I Very Much Recommend Dungeon Crawler Carl
I am about twenty percent into book seven of the Dungeon Crawler Carl books and it has been a blast. In particular the Audiobook versions read by Jeff Hayes. It’s funny, full of interesting twists and turns and often quite heartwarming. All while remaining very light hearted. If you like fantasy, listen to DND podcasts, or play a bunch of video games you’ll probably enjoy it too.
The mostly-non-spoiler summary of the series is that some aliens have taken over and turned the earth into a giant intergalactic game show run by a somewhat deranged AI. Surviving humans enter a dungeon, get fantasy RPG like skills and try and survive as many floors as they can. Carl, and his cat Doughnut enter the dungeon together and battle through enemies, quests and try and slowly unravel what’s going on outside the dungeon they’re now stuck in.
With the exception of a couple of the book, each cover roughly one floor of the dungeon. Each floor has it’s own theme and quirks and the duo meet up with a growing cast of friends and allies as they progress. Everyone they meet along the way is dealing with their own issues, some from before the apocalypse, some dealing with its effects. Each additional character brings their own story as they intertwine with Carl and Doughnut across the various dungeon floors.
As the books progress, more is revealed about the world outside the dungeon. The various intergalactic races, their politics and the long history of The Crawl. The world opens up and deepens the story, raising the stakes on Carl and Doughnut’s journey through the dungeon.
The book describes itself as a literary RPG. Broadly that means it plays out like a narrated video game. The book talks about skills, stats and spells. People level up and find gear. It’s all blended nicely into the narrative of the story. Most of it only exists within the gameshow being played out by the characters.
If you’re not into this sort of thing, I’d give it a chance anyway. It’s not really that pervasive and things like the constant earned achievements are fairly comedic. Warning though that some of them are a little strange. The gameplay mechanics boil down to being similar to any fantasy book and its magic system. There’s not a whole lot of deep research into how it all works, characters just work out the rules and use it to make the story more interesting.
As I mentioned I’ve been making my way through the audiobook version of the series.
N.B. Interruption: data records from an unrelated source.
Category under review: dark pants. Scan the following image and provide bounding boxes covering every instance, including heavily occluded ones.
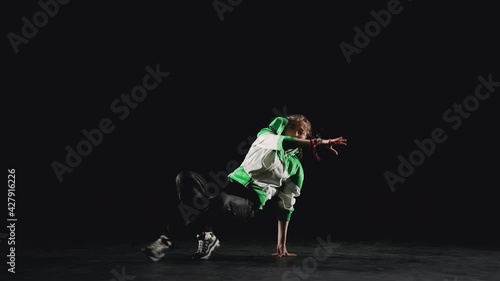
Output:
[167,171,260,237]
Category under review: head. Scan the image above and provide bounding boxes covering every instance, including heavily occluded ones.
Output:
[283,114,312,139]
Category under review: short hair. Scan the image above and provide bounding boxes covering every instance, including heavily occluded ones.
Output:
[286,114,312,137]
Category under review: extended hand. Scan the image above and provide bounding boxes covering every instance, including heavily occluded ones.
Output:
[321,137,347,155]
[273,244,297,258]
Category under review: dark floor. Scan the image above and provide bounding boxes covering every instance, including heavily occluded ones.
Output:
[7,237,500,281]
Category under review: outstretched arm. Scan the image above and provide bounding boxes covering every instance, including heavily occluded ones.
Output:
[283,137,347,155]
[273,220,297,258]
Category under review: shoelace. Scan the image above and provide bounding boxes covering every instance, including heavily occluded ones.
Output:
[198,236,209,253]
[151,238,168,252]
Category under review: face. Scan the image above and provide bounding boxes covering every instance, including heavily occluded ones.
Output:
[283,122,307,139]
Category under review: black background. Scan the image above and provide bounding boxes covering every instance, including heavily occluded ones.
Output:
[2,0,500,243]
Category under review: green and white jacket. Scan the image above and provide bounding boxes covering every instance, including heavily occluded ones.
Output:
[228,117,304,221]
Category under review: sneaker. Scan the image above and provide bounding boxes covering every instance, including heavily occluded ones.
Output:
[193,232,220,260]
[142,235,173,262]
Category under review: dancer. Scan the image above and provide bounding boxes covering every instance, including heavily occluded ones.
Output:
[143,114,347,261]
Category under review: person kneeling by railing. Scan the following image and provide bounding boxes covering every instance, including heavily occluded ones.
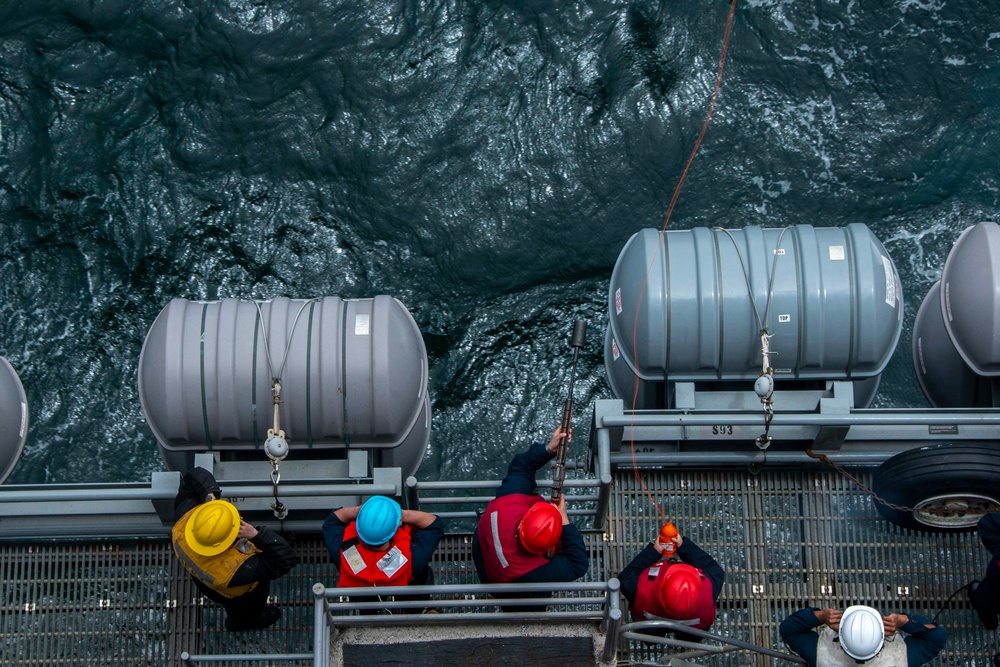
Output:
[472,428,590,612]
[618,534,726,641]
[323,496,444,613]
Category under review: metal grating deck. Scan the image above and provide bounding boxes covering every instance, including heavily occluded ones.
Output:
[0,470,1000,667]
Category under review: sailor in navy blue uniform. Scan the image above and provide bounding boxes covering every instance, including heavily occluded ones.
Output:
[969,512,1000,630]
[778,605,948,667]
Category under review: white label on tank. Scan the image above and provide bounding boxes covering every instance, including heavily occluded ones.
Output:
[882,255,896,308]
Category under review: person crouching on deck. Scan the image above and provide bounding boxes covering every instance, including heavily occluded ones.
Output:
[472,428,590,611]
[618,534,726,641]
[778,605,948,667]
[323,496,444,612]
[173,468,299,632]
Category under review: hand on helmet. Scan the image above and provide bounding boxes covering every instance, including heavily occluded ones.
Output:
[552,496,569,526]
[653,533,684,555]
[816,608,844,632]
[236,519,257,540]
[882,614,910,637]
[545,424,573,454]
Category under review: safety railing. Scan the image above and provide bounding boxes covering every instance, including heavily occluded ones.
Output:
[619,619,806,665]
[404,442,611,530]
[313,579,622,667]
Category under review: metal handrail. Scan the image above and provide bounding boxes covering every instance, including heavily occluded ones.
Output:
[618,619,807,665]
[181,651,315,667]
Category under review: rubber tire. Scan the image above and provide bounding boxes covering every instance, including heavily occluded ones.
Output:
[872,442,1000,533]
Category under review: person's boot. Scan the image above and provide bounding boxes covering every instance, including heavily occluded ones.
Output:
[967,579,1000,630]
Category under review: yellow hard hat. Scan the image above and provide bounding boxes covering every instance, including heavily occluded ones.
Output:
[184,500,240,556]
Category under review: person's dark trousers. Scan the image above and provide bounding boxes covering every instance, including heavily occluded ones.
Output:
[193,579,271,630]
[351,565,434,616]
[972,558,1000,627]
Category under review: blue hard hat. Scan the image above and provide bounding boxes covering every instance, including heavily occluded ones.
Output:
[356,496,403,546]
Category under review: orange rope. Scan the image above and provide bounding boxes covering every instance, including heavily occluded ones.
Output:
[629,0,736,520]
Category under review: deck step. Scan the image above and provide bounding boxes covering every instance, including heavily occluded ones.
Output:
[330,622,613,667]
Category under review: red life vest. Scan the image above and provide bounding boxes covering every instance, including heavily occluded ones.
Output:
[476,493,549,584]
[337,521,413,588]
[631,560,715,630]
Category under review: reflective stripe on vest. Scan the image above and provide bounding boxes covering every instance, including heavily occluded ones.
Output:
[632,560,715,630]
[816,626,907,667]
[337,521,413,588]
[173,507,260,598]
[476,493,549,584]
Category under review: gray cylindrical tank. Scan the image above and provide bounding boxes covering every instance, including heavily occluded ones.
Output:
[605,223,903,399]
[139,296,430,477]
[912,281,993,408]
[941,222,1000,376]
[0,357,28,484]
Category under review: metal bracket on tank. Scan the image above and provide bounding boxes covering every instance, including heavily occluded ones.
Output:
[264,378,288,520]
[753,329,774,449]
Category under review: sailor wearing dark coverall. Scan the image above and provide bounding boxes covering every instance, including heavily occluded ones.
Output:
[323,496,444,588]
[970,512,1000,630]
[778,605,948,667]
[173,468,299,631]
[472,428,590,611]
[618,535,726,641]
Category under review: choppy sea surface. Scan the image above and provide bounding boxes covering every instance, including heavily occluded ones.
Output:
[0,0,1000,483]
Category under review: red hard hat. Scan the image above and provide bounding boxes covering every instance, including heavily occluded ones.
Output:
[660,563,702,620]
[517,502,562,554]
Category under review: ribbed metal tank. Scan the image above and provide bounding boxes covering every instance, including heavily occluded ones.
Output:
[0,357,28,484]
[139,296,430,477]
[941,221,1000,376]
[605,223,903,407]
[912,281,994,408]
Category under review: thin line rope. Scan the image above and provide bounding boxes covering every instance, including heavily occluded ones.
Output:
[629,0,736,519]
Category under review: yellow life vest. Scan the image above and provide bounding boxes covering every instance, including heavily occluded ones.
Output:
[173,507,260,598]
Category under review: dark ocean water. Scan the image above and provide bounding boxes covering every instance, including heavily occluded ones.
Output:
[0,0,1000,483]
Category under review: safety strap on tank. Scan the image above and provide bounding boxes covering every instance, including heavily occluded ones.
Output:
[198,303,212,451]
[306,301,316,449]
[340,303,351,449]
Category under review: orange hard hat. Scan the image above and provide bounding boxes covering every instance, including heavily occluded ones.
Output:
[660,563,702,620]
[517,502,562,554]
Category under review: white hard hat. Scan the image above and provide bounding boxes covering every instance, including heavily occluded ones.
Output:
[840,605,885,660]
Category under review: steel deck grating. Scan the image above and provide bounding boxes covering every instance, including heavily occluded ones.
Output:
[606,470,1000,667]
[0,470,1000,667]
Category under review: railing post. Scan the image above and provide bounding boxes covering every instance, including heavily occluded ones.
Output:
[406,475,420,510]
[313,583,330,667]
[594,428,611,530]
[601,577,622,662]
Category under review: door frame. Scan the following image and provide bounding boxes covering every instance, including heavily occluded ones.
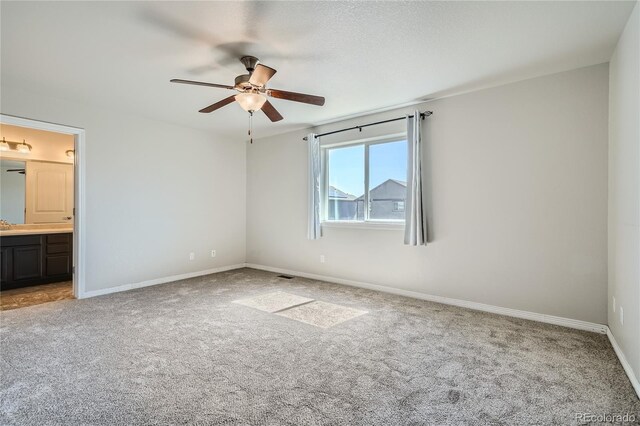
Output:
[0,114,86,299]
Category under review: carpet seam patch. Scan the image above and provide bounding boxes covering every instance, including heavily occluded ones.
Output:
[269,299,317,314]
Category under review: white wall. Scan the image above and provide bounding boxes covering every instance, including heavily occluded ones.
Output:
[1,85,246,291]
[247,64,608,324]
[608,4,640,379]
[0,124,74,163]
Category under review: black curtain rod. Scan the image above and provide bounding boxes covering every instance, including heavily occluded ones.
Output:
[302,111,433,141]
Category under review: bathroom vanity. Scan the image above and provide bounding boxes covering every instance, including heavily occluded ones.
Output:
[0,226,73,290]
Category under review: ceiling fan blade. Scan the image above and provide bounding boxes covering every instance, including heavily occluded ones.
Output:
[169,78,233,89]
[200,95,236,112]
[249,64,277,87]
[267,89,324,106]
[262,101,282,122]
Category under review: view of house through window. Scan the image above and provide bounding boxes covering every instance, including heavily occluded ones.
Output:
[324,140,407,221]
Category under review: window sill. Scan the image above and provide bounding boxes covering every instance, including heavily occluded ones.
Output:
[320,220,404,231]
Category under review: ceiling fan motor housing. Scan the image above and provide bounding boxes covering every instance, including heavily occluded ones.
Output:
[240,56,258,74]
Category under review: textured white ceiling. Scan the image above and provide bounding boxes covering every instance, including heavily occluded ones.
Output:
[0,1,634,138]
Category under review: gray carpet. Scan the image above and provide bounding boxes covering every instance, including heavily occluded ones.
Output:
[0,269,640,425]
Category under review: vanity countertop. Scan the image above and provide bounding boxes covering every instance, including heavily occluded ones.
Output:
[0,225,73,237]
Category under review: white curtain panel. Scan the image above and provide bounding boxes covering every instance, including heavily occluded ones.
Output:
[404,111,427,246]
[307,133,322,240]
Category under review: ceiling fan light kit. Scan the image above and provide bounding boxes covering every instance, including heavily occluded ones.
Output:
[235,92,267,112]
[171,56,324,141]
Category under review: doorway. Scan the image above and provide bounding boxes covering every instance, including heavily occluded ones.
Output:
[0,114,85,309]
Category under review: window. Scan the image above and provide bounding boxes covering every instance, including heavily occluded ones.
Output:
[322,138,407,222]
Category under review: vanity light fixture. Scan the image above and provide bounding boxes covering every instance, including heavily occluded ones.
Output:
[16,139,31,154]
[0,137,11,151]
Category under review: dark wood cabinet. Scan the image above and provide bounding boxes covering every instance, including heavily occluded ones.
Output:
[0,233,73,290]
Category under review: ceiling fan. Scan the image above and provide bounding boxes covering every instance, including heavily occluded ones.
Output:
[171,56,324,122]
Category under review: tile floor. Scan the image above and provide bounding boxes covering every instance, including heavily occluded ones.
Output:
[0,281,73,311]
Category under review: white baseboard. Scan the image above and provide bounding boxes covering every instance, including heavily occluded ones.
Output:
[607,327,640,398]
[78,263,245,299]
[246,263,609,334]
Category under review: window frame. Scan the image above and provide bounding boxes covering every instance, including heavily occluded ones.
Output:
[320,132,407,230]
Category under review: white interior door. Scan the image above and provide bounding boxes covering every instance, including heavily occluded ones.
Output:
[25,161,73,223]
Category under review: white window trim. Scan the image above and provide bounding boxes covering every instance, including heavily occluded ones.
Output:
[320,132,407,226]
[320,220,404,231]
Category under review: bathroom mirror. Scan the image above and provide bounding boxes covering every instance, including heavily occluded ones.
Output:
[0,159,27,224]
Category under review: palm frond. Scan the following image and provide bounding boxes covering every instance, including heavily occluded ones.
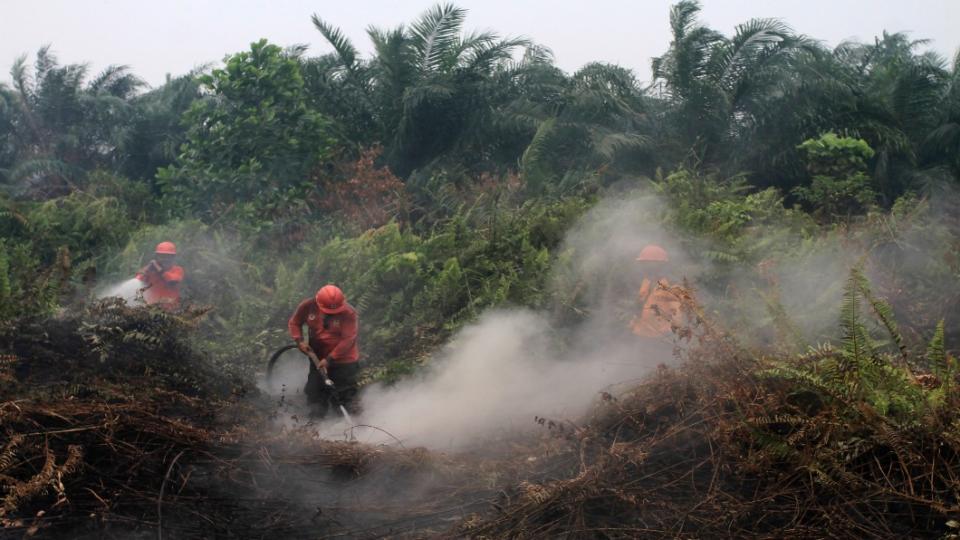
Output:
[409,4,467,74]
[310,13,358,71]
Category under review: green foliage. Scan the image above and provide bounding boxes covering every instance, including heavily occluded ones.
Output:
[0,238,64,326]
[158,40,333,221]
[793,133,877,220]
[654,168,811,264]
[764,268,955,426]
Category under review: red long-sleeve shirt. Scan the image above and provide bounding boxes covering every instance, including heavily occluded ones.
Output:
[287,298,360,364]
[136,264,183,310]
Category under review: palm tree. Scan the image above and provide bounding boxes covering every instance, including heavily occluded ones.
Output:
[652,0,815,168]
[5,46,144,196]
[308,4,530,175]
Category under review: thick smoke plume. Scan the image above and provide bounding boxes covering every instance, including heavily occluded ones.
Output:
[328,197,683,450]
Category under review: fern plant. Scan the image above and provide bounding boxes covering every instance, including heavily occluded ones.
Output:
[762,268,944,426]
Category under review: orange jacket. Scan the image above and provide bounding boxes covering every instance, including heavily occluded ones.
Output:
[287,298,360,364]
[630,278,680,337]
[137,265,183,311]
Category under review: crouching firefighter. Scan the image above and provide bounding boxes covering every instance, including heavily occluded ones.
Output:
[287,285,360,417]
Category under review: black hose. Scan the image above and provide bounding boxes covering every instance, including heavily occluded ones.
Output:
[267,343,309,386]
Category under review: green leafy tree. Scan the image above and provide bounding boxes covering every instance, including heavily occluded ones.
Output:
[311,4,530,176]
[0,47,144,197]
[793,133,877,220]
[158,40,334,218]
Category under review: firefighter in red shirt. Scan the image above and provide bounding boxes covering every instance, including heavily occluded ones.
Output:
[287,285,360,417]
[137,242,183,311]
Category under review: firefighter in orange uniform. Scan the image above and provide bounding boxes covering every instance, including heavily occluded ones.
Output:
[287,285,360,417]
[630,244,680,339]
[137,242,183,311]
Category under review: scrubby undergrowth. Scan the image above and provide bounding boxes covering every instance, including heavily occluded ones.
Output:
[0,272,960,538]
Jeff Hayes does an amazing job narrating the series. He voices all of the characters other than the very rare guest star. Each of the characters feels unique and interesting. The additional work around sound design takes the whole thing to the next level.
For the first few books I mostly listened to them back to back. Later books I’ve been rationing a bit as I caught up to the latest published entry in the series. I’ve been worried about reaching the end and not having any more to listen to until the next book is released.
Without going into details that would spoil the story I’m not sure how much else I can add here. The series is great, you should give it a try. It’s light, easy listening that manages to be fun and captivating at the same time. It’s not ever going to land in the book store’s literary fiction section and its not trying to. It knows when to be serious and when to poke fun at books taking themselves too seriously.